Summer Festivals 2012: Books
- Charlotte Runcie
- 25 May 2012
Essential info on Bloody Scotland and the Wigtown and Borders book fests
Borders Book Festival
Where: Harmony Garden, Melrose, 14–17 June, bordersbookfestival.org
Price: £9–£13 per event.
Line-up: Sir David Frost, Hilary Mantel, William Boyd, Alistair Darling, John Sessions
There have been a few eyebrows raised by this year’s Borders Book Festival programme, and suggestions that it’s not quite as bookish as it ought to be. Spangly as a Katie Price paperback (don’t worry, she’s not coming), the big names are mostly from the worlds of theatre, politics and media, with Rory Bremner interviewing several celebrities known more for their personalities than their prose. Still, serious bookworms have no cause to complain, with some of the finest novelists of the moment also poking their heads around the marquee flap.

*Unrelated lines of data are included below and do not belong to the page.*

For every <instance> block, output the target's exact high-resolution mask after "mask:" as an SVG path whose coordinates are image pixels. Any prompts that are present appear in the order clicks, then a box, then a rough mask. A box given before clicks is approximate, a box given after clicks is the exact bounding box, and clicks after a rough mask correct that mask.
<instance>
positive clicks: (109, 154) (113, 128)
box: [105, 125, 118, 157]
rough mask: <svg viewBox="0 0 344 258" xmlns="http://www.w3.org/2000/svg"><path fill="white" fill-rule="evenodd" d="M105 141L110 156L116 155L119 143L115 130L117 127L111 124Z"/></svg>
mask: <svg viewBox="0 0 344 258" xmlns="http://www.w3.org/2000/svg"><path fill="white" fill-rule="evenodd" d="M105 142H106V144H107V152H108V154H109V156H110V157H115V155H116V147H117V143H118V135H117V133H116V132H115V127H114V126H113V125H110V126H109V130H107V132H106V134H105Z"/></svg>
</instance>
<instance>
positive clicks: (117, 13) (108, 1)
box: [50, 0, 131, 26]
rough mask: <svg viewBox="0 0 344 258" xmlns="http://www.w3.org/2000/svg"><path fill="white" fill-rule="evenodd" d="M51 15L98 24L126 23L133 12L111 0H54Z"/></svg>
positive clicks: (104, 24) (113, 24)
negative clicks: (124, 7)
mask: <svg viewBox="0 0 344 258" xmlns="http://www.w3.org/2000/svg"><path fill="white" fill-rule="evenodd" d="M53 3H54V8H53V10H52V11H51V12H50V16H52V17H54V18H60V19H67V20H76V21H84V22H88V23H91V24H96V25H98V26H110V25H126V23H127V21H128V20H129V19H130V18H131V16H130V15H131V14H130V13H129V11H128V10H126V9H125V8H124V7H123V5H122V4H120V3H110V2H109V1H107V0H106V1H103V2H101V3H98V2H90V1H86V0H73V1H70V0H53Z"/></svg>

Where: Various venues in Stirling, 14–16 Sep, bloodyscotland.com
Price: £5–£9 per event.
Line-up: Ian Rankin, Val McDermid, Quintin Jardine, Stuart MacBride, Christopher Brookmyre
Given that crime is Scotland’s most popular literary genre (and, depending on where you’re from, weekend activity), it’s startling that this is the nation’s first ever international festival of crime writing. Organisers and all-round crime fiction mavens Alex Gray and Lin Anderson aren’t holding back; they’ve seemingly rounded up every Scottish author that ever sketched out a calculating psychopath or brandished a fictional shiv. Stirling gets its sleuth on as it puts up more than 40 writers over three days for author events, sessions on morality and forensics, and the inaugural Scottish Crime Book Award. Bloody Brilliant.
Wigtown Book Festival
Where: Various venues in Wigtown, 28 Sep–7 Oct, wigtownbookfestival.com
Price: £3.50–£32 per event.
Line-up: Still under wraps; booking opens in August
It’s tricky to predict exactly what Wigtown’s scrappy cluster of bookshops will offer up for their annual festival, but the programme is always thoughtful and quirky. Small and proud, Wigtown was recently given a Creative Place Award by Creative Scotland for being an outstanding artsy community of under 2500 residents, a fitting reward for a town with such a consistently purposeful attitude to showcasing contemporary literature. Loving books is Wigtown’s vocation and, with the injection of cash, it’s only on the up and up.
Other book events
Scotland's thriving offbeat literary scene please even the most bohemian of bibliophiles. Edinburgh Book Fringe (10–24 August) is an indie antidote to certain other August literary events in the city, and later in the year Edinburgh Independent and Radical Book Fair (24–28 October) supports writing that’s often neglected by bigger bookshops. The Scottish International Storytelling Festival (19–28 October, Edinburgh), meanwhile, celebrates oral tradition and the ancient art of folktales. And if reading’s great but you find it gets a bit, well, indoorsy, Books, Borders & Bikes (18 & 19 August) should blow some fresh air around your chapters.